29 October 2007

Judt vs. Rotten

Excerpt from Tony Judt, Postwar: A History of Europe Since 1945, Chapter XIV: "Diminished Expectations":

If one strand in the heritage of the Sixties was high-cultural pretension, the other, its intimate inversion, was a hardening crust of knowing cynicism. The relative innocence of rock and roll was increasingly displaced by media-wise pop bands whose stock in trade was a derisive appropriation and degradation of the style forged by their immediate precursors. Much as popular romances and tabloid journalism had once fastened on to mass literacy for commercial advantage, so 'punk' rock appeared in the Seventies in order to exploit the market for popular music. Presented as 'counter-cultural' it was in fact parasitic upon mainstream culture, invoking violent images and radical language for frequently mercenary ends.

The avowedly politicized language of punk rock bands, exemplified in the Sex Pistols' 1976 hit 'Anarchy in the UK', caught the sour mood of the time.
But the punk bands' politics were as one-dimensional as their range, the latter too often restricted to three chords and a single beat and dependent on volume for its effect. Like the Red Army Fraction, the Sex Pistols and other punk rock groups wanted above all to shock. Even their subversive appearance and manner came packaged in irony and a certain amount of camp. 'Remember the Sixties?' they seemed to say; 'Well, like it or not, we are what's left.' Musical subversion now consisted of angry songs decrying 'hegemony', their counterfeit political content masking the steady evisceration of musical form.

Excerpt from John Rotten, Met Podcast, "AngloMania: Tradition and Transgression in British Fashion":
The Sex Pistols have had an enormous influence on fashion, media, in fact everything ever since we first started in '75-'76. Everybody's copied from us, and nobody's really bothered to acknowledge where they took those ideas from. Our ideas came out of the catastrophe that we can call the British Empire falling apart. Royal family, class warfare, and a complete lack of consideration from any government then or since, is what really, really created the Sex Pistols. Out of intolerance came something perfect, like honesty. The lyrics to "God Save the Queen", they may not be eloquent, but they are not ignorant either. They are common sense from a common man. God Save the Queen. I'm neither anarchist nor monarchist, I'm a monanarchist.

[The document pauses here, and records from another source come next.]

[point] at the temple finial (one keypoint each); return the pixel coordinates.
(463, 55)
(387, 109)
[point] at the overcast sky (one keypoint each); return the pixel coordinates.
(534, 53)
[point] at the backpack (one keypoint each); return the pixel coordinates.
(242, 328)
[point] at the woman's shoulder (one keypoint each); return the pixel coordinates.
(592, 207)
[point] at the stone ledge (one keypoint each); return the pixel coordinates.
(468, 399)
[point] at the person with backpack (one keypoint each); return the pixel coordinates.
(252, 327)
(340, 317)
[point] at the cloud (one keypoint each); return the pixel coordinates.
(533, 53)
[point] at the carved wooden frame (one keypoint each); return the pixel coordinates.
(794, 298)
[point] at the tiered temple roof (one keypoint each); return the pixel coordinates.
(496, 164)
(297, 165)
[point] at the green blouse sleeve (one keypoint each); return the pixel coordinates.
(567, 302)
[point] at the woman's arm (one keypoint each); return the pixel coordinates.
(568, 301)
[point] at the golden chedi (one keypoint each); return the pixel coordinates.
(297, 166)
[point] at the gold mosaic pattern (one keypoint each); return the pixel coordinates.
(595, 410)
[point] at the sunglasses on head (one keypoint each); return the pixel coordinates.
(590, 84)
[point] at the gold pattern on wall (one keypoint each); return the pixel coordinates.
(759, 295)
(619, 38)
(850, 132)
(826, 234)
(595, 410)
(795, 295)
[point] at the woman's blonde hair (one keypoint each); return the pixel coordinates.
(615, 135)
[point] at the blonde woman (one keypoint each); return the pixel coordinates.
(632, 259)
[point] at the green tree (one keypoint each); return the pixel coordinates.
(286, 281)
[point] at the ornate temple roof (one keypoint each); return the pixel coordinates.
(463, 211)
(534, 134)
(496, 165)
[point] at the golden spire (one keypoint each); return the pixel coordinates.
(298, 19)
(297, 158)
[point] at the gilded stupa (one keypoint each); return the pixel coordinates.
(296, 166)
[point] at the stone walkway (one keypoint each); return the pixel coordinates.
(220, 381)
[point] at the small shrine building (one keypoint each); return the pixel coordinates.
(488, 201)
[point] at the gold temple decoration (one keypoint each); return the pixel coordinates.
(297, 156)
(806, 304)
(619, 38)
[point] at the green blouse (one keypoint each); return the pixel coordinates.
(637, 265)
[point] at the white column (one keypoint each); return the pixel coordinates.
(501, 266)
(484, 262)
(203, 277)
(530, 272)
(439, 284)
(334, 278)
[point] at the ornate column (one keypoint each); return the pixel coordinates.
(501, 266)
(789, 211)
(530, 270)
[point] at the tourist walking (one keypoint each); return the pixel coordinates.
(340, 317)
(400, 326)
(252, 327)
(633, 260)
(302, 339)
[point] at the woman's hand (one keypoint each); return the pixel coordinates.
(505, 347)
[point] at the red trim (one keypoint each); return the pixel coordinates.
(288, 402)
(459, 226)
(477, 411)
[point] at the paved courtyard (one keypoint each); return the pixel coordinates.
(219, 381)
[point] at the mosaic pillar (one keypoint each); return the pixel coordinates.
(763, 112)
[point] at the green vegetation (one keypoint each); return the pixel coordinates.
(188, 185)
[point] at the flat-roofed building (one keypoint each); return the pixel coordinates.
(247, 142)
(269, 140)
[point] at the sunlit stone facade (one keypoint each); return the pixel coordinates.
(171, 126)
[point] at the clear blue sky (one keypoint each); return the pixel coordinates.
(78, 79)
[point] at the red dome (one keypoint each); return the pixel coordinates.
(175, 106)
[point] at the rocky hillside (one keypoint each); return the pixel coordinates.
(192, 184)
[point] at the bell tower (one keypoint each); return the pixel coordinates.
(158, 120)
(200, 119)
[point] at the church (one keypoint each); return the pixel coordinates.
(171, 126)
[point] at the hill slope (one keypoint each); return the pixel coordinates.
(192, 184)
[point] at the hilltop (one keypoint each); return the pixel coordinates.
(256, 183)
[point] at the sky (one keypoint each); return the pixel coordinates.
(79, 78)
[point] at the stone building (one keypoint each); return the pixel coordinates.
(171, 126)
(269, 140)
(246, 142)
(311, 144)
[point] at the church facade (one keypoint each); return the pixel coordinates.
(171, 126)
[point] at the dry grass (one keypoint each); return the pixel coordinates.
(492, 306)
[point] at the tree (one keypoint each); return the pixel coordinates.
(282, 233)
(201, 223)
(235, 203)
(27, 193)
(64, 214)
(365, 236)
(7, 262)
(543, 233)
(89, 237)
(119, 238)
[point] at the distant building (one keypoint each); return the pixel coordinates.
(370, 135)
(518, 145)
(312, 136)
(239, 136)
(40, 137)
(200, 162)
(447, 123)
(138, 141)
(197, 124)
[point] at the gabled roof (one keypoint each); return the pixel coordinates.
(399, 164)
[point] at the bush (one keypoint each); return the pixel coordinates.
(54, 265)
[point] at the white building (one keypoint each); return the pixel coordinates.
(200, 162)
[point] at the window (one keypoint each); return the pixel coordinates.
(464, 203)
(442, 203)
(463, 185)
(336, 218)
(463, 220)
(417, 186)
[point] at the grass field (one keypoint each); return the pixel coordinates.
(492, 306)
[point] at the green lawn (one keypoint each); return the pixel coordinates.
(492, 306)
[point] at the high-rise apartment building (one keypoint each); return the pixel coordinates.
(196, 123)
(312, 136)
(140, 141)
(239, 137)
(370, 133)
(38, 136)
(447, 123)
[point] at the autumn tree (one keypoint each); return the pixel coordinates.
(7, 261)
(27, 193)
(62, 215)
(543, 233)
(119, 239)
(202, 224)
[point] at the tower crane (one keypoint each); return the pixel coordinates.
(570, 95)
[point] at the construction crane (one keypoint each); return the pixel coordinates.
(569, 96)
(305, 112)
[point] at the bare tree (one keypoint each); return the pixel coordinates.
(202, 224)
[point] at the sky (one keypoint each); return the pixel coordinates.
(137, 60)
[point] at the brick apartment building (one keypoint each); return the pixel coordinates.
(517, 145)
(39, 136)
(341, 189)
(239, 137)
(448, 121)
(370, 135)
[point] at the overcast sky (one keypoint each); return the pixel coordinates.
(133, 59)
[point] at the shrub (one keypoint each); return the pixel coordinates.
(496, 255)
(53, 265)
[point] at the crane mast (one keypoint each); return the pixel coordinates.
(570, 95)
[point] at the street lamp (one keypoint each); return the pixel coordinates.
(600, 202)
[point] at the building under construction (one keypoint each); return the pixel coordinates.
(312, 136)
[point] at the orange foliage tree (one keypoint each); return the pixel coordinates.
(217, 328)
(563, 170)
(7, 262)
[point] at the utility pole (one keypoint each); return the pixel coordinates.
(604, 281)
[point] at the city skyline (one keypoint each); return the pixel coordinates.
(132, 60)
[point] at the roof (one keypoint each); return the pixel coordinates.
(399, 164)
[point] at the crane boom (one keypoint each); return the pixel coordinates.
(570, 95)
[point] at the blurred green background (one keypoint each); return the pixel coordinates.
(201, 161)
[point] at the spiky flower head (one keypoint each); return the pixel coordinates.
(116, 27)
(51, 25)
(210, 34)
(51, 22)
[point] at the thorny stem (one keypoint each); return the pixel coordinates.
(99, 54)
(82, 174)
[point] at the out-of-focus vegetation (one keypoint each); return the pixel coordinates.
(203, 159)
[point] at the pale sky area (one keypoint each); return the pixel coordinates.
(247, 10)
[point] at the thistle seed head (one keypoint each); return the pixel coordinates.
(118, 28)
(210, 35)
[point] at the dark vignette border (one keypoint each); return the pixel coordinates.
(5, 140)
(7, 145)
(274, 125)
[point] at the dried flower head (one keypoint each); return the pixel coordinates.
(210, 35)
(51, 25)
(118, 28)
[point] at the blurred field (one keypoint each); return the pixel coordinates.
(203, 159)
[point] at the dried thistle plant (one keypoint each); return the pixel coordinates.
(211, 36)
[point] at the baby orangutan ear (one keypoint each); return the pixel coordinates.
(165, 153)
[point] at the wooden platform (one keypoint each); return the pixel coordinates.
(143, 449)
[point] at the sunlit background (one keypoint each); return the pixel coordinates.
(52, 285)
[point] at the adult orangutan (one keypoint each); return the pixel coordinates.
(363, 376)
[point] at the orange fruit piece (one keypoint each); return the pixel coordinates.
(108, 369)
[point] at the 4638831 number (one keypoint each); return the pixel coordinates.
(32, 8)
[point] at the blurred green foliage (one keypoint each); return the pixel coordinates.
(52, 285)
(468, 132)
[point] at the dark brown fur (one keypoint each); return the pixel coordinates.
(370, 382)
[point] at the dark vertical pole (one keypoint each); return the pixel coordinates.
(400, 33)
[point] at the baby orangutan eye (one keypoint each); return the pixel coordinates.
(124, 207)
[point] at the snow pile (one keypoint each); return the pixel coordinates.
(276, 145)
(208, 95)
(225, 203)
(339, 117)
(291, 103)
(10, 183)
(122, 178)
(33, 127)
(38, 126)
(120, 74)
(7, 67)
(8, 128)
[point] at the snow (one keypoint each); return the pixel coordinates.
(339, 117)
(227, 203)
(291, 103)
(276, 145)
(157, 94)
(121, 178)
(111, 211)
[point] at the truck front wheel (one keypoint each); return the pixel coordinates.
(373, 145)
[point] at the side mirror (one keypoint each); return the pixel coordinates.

The lyrics, as such: God save the Queen/the Fascist regime/it made you a moron/potential H-bomb/God save the Queen/she ain't no human being/there is no future/in England's dreaming/don't be told what you want/don't be told what you need/there is no future/no future for you/God save the Queen/we mean it, man/we love our Queen/God saves/God save the Queen/'cause tourists, their money/and our figurehead is not what she seems/oh, God save history/go save your mad parade/Lord God have mercy/'cause all crimes are paid/when there's no future, how can there be sin?/we're the flowers in the dustbin/we're the poison in the human machine/we're the future/we're your future/God save the Queen/we mean it, man.

To my mind, these lyrics are self-explanatory; if you have no comprehension where I stand on the subject, then you are not really clearly listening. I was brought up in poverty abject, as most people I have ever known were. What the Sex Pistols managed to do was combine children from many different social structures, and created something exceptionally different. We created equality amongst ourselves, and we did this without monarchy or government indulgence.